VivaZome licenses University of Adelaide stem cell technology
VivaZome Therapeutics and the University of Adelaide have entered into a series of agreements encompassing licensing of technology, access to stem cells and conduct of research, all in support of VivaZome’s mission to develop and commercialise exosome-based therapeutics.
Under the Licence Agreement, VivaZome has secured world-wide rights to intellectual property for the selection, isolation, purification, expansion and processing of stem cells from certain human tissues suitable for production of subcellular fractions. VivaZome will process these fractions to generate exosome products.
“This partnership highlights the breadth and depth of fundamental work performed by University of Adelaide researchers,"Deputy Vice Chancellor (Research) Professor Anton Middelberg
The Research and Material Transfer Agreements cover the collection of specified tissue types, the selection, derivation and expansion of cell lines from the tissues, and the subsequent supply of those cell lines to VivaZome.
The research program at the University of Adelaide will be conducted in the Mesenchymal Stem Cell (MSC) Laboratory in the School of Medicine, Faculty of Health Science. The MSC Laboratory was founded, and is led by eminent stem cell researcher Prof Stan Gronthos, a NHMRC Principal Research Fellow with a specialty in stem cell biology and regenerative medicine. He is also Co-Director of the Centre for Stem Cell Research at the University. Stem cell technology from Prof Gronthos formed part of the founding technology for Mesoblast, the world’s largest stem cell company.
University of Adelaide Deputy Vice Chancellor (Research), Professor Anton Middelberg, said: “This partnership highlights the breadth and depth of fundamental work performed by University of Adelaide researchers. Our collaboration with VivaZome demonstrates the University’s commitment to investigator-led research that is also aimed at delivering long term benefits to the economy and to society.”

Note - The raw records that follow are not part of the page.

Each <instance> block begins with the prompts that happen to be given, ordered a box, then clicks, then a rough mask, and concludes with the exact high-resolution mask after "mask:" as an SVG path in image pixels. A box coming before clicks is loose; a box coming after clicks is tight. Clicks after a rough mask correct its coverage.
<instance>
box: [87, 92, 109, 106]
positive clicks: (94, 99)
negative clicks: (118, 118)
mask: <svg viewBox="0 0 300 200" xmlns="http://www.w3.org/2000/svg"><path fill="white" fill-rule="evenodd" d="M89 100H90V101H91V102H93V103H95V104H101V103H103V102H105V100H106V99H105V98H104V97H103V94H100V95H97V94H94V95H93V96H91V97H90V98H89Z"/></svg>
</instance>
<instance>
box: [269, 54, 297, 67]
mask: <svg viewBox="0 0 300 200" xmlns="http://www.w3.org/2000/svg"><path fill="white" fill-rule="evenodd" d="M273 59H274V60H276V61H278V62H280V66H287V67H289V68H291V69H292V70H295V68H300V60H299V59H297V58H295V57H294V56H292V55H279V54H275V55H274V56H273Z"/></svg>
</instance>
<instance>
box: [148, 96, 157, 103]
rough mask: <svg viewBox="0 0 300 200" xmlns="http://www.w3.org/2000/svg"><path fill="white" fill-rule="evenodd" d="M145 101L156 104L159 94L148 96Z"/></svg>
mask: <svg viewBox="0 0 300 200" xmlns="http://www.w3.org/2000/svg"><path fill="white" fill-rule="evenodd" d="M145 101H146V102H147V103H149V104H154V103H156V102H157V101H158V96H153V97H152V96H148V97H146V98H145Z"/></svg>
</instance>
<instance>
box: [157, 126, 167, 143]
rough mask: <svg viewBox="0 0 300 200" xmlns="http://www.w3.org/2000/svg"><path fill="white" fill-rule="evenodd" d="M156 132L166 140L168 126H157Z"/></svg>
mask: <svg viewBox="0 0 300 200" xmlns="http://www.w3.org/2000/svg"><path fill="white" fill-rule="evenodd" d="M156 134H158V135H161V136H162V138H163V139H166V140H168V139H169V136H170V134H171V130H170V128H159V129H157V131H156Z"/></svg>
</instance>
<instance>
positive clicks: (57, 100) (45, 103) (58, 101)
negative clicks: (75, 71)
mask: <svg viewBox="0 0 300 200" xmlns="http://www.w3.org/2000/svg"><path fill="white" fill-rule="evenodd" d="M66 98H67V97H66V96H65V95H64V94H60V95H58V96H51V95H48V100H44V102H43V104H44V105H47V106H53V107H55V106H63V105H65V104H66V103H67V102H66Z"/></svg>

VivaZome’s Chief Executive Officer, Dr David Haylock, stated: “VivaZome is delighted to have secured this multi-faceted deal with the University of Adelaide and Professor Gronthos. Access to the University’s technology and the associated cell lines is the culmination of an extensive exercise by VivaZome to identify and secure cell types with the potential to function as the factories for our therapeutic exosomes. Based on assessments done at CSIRO and at La Trobe University, we believe that these cell lines will make pro-angiogenic exosomes with high efficiency.”
VivaZome’s Chair, Dr Ian Nisbet, commented: “The collaboration with University of Adelaide is the latest in VivaZome’s international network of collaborations and the cell lines generated with the University will be a valuable addition to VivaZome’s portfolio of proprietary assets.”